Where will the 100% Acquirer of the business like to allocate more Capital??
If we bring in that paradigm into our Valuation thinking, we believe we will do a far better job of separating the Wheat from the Chaff.

  1. When we start thinking this way, there are many many small things together that may (or may not) add up and give us the FEEL - that required comfort and conviction - Yes it is a business that has a long runway, Yes it will be very very difficult to dislodge this guy from its perch, yes we may expect a certain consistency in performance, and YES there is a big Gap between Perception & Performance.

We have been coached - the ART of Investing is all about developing that FEEL about longevity, sustainability and predictability in the bsuiness, keeping FAITH and staying invested from lower levels - by first doing an enormous amount of hard work on the company - that is an enabler for that kind of a feel after a few such intense efforts. When will you take the first step of compiling Shilpa’s Pipeline prospects , e.g??. Once you do that I can guarantee that this whole approach to Valuing the Intangibles in a business like Shilpa will shift a few gears up :). Without that kind of effort, the assessment into Shilpa is incomplete …

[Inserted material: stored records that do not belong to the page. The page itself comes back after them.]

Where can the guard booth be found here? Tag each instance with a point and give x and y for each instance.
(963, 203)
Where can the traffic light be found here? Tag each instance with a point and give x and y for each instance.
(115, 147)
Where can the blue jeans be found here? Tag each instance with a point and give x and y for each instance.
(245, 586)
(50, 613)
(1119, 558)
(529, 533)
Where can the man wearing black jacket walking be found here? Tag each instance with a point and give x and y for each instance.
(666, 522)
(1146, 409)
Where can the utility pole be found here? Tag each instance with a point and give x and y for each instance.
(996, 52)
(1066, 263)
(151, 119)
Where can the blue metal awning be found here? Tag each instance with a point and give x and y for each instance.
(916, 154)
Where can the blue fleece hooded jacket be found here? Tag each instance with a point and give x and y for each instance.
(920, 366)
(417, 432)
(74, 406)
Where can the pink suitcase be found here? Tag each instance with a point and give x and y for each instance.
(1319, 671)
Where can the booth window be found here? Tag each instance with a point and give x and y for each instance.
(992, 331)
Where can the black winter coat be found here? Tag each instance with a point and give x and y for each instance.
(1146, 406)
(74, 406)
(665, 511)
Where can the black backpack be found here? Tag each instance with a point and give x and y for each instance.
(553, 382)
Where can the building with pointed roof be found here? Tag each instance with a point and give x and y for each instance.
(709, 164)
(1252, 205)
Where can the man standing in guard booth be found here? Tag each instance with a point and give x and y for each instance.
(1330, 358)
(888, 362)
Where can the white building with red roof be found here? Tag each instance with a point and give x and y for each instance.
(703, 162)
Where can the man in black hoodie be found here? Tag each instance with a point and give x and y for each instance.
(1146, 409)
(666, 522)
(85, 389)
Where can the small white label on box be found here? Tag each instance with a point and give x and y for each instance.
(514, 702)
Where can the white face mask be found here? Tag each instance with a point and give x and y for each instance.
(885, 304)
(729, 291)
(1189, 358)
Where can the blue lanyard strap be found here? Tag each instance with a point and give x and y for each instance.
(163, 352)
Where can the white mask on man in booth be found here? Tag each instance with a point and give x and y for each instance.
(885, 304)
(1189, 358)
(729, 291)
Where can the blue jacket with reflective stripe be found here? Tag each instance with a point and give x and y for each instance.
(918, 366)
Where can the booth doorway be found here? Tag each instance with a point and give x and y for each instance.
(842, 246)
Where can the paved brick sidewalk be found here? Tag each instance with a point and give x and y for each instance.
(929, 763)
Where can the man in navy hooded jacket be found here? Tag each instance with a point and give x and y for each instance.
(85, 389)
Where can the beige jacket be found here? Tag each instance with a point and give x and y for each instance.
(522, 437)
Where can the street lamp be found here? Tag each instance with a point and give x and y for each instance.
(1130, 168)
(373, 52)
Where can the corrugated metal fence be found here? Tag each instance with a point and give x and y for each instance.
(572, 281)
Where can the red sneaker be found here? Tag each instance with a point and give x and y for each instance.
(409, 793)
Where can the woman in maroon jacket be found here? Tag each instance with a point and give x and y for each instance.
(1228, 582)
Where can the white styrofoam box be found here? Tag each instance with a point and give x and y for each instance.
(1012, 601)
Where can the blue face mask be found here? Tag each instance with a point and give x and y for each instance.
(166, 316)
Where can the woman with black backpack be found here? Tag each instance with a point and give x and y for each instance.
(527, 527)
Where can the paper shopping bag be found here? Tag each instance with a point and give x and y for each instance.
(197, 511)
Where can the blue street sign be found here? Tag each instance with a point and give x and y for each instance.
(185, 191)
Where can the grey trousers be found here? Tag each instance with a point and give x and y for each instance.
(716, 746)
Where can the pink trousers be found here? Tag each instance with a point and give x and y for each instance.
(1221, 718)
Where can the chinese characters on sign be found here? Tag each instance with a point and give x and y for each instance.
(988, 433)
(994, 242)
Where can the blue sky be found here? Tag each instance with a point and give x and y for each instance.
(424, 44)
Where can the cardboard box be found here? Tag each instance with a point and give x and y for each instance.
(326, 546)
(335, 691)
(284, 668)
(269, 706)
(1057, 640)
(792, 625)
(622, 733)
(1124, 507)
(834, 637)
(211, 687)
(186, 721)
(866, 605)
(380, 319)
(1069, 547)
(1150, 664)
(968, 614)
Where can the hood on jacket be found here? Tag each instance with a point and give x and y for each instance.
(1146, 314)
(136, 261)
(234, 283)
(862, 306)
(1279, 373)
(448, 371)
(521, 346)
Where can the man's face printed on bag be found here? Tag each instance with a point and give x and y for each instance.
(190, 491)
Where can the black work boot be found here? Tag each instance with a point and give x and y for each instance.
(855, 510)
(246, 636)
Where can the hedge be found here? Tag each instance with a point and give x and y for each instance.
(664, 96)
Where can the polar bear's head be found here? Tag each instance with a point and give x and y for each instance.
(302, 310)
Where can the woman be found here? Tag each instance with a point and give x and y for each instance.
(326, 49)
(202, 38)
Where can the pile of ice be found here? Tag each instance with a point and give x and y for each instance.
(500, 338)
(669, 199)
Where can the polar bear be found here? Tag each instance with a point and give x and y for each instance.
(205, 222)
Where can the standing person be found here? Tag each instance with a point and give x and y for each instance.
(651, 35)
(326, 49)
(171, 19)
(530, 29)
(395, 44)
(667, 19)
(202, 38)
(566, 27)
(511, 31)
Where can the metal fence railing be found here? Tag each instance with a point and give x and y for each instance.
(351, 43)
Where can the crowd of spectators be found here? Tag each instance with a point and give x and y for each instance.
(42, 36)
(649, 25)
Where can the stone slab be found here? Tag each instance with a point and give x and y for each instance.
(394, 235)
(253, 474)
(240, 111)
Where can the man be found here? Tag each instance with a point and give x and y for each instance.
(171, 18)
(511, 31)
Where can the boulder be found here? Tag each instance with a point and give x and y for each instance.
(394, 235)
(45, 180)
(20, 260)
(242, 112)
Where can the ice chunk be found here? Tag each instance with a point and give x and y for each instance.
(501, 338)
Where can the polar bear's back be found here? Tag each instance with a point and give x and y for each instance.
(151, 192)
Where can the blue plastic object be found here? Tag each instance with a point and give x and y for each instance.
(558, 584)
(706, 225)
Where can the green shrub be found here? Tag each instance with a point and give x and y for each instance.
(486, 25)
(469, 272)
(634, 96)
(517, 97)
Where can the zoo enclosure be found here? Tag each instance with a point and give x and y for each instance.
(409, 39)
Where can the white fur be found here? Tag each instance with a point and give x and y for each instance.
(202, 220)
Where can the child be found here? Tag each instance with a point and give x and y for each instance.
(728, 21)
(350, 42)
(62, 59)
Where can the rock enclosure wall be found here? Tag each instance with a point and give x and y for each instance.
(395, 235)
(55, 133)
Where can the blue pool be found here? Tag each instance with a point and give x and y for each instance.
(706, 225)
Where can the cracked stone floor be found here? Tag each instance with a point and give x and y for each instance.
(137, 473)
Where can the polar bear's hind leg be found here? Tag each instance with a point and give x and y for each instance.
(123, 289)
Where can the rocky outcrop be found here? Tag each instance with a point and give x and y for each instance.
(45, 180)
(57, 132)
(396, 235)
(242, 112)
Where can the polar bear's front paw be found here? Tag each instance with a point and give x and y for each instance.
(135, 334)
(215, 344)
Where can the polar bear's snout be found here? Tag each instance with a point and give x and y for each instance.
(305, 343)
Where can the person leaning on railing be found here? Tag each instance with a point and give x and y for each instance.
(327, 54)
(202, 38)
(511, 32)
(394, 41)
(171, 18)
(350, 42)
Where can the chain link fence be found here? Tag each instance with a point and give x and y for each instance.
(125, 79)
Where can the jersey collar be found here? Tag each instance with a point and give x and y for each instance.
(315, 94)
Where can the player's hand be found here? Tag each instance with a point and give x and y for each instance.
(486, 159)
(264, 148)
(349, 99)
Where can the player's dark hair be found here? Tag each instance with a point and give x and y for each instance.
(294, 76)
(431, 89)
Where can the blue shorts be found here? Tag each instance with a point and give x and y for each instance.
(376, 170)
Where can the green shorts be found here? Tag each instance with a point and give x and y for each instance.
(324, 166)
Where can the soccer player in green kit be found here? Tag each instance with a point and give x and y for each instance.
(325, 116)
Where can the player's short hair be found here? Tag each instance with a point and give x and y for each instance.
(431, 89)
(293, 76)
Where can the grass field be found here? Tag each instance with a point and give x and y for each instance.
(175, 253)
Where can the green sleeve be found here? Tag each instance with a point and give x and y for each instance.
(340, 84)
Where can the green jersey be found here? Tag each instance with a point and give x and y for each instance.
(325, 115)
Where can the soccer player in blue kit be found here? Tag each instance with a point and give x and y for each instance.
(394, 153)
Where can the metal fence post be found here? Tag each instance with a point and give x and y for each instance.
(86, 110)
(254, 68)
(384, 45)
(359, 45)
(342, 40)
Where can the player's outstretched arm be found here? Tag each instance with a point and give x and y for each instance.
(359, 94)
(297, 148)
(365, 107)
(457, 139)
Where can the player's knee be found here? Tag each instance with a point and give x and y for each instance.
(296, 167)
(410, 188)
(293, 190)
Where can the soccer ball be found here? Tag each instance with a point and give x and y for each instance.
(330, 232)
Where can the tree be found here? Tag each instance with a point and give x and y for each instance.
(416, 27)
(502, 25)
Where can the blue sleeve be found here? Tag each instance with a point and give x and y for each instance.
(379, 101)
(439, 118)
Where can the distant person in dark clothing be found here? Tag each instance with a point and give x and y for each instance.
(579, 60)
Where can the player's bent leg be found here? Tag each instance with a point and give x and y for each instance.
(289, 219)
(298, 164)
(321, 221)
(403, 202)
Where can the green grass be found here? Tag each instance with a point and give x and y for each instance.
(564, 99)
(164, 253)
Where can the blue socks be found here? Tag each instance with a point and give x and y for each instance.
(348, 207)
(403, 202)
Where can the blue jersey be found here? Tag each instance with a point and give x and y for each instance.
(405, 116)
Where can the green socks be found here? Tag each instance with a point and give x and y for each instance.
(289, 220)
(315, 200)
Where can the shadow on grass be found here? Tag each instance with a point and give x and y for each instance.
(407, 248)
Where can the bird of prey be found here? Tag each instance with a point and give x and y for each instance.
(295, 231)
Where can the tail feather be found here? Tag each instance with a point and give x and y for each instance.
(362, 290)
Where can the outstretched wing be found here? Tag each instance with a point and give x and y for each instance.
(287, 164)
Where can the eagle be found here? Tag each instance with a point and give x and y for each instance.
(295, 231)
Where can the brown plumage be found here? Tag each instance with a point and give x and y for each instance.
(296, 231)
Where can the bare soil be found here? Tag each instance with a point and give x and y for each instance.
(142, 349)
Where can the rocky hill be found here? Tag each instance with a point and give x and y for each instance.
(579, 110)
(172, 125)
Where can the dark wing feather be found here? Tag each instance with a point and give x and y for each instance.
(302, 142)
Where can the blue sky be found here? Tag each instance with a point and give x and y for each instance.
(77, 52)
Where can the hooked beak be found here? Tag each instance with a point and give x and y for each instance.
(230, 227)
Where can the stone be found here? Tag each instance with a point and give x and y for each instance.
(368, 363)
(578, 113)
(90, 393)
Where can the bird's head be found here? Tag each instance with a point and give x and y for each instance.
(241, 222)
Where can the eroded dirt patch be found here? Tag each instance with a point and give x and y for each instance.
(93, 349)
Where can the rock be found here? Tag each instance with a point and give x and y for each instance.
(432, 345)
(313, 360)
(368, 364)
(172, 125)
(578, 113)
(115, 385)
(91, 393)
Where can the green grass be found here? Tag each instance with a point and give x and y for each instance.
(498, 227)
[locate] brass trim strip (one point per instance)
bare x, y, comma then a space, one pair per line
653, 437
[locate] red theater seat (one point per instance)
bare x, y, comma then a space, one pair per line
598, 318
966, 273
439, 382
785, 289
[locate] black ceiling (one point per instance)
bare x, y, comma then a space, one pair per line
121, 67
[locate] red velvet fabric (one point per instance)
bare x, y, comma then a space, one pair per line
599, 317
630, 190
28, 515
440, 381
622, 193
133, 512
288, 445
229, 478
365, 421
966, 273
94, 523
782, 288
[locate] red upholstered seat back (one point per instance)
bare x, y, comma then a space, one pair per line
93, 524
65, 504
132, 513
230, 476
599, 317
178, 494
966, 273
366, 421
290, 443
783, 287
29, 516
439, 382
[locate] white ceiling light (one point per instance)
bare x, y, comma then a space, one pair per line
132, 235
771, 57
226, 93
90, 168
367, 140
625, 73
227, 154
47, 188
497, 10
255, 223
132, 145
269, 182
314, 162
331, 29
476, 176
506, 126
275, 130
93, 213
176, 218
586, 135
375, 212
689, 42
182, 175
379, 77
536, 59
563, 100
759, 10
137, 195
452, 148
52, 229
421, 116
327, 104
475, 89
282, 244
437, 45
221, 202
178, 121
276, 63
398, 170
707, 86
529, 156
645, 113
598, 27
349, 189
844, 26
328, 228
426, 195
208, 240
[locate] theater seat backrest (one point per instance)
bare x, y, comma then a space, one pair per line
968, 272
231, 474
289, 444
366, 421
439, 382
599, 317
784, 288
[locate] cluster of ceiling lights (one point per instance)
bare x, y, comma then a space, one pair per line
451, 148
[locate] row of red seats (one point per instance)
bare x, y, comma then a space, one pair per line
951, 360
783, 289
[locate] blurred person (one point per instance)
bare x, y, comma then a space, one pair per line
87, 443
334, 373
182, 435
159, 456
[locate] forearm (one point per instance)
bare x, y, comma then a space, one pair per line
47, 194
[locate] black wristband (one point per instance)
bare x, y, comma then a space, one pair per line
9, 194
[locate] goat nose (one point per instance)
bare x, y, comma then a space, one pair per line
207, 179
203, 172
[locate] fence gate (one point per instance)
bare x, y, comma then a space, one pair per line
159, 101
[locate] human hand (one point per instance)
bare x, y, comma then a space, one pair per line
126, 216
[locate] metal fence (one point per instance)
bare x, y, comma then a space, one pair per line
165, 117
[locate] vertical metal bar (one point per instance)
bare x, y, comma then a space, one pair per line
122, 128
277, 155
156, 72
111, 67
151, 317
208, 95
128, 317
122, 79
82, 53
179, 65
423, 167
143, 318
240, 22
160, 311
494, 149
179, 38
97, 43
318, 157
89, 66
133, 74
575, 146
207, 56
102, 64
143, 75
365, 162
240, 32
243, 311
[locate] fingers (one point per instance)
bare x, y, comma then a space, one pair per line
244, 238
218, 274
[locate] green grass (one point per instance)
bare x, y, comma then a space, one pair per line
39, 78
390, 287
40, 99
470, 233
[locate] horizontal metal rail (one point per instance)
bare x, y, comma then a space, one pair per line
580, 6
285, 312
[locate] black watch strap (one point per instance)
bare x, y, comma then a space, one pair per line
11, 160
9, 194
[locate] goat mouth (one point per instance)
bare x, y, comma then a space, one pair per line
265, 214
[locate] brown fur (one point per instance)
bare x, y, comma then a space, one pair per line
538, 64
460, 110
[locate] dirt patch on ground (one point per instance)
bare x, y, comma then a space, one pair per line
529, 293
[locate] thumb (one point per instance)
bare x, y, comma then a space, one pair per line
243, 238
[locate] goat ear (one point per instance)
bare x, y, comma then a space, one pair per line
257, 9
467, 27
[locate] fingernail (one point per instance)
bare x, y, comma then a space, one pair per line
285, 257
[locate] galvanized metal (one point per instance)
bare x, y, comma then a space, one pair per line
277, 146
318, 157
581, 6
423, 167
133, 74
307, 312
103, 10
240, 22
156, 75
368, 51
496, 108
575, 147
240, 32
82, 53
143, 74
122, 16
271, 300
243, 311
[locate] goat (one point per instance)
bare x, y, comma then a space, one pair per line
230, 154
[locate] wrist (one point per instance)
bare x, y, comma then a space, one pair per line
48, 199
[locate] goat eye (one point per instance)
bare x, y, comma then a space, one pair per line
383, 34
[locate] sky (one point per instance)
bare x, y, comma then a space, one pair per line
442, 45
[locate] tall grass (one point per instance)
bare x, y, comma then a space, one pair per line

And everyone who can’t appreciate how to go about putting a Value to the Intangibles so described above - please DON’T HIDE under the excuse that it is too abstract to put a finger on. Through our Business Quality Insights PDF we have shown live examples of how to go about doing that in 6 highly well known, well-dissected businesses in VP Portfolio. We have slotted the 6 businesses into different categories, based on how we value the “quantified” Intangibles - we have taken great pains to record that, we could be quite wrong in our assessment - but we have stuck our necks out and shown what we think the stable PE ranges should be for this category of business with these kind of Intangibles, and we have also tried to show if there is a “Gap” between Perception (as captured in PE) and business Performance.

So anyone serious about understanding Valuation at a more granular level has an easy option - pick and choose the business you are most familiar with - and try and create a BQ Sheet on that business like we have shown, share it on VP, get others who are tracking/invested in that business to add value to your efforts, get BQ experts in at the last stage:)

You gotta get out of your COMFORT ZONE first !!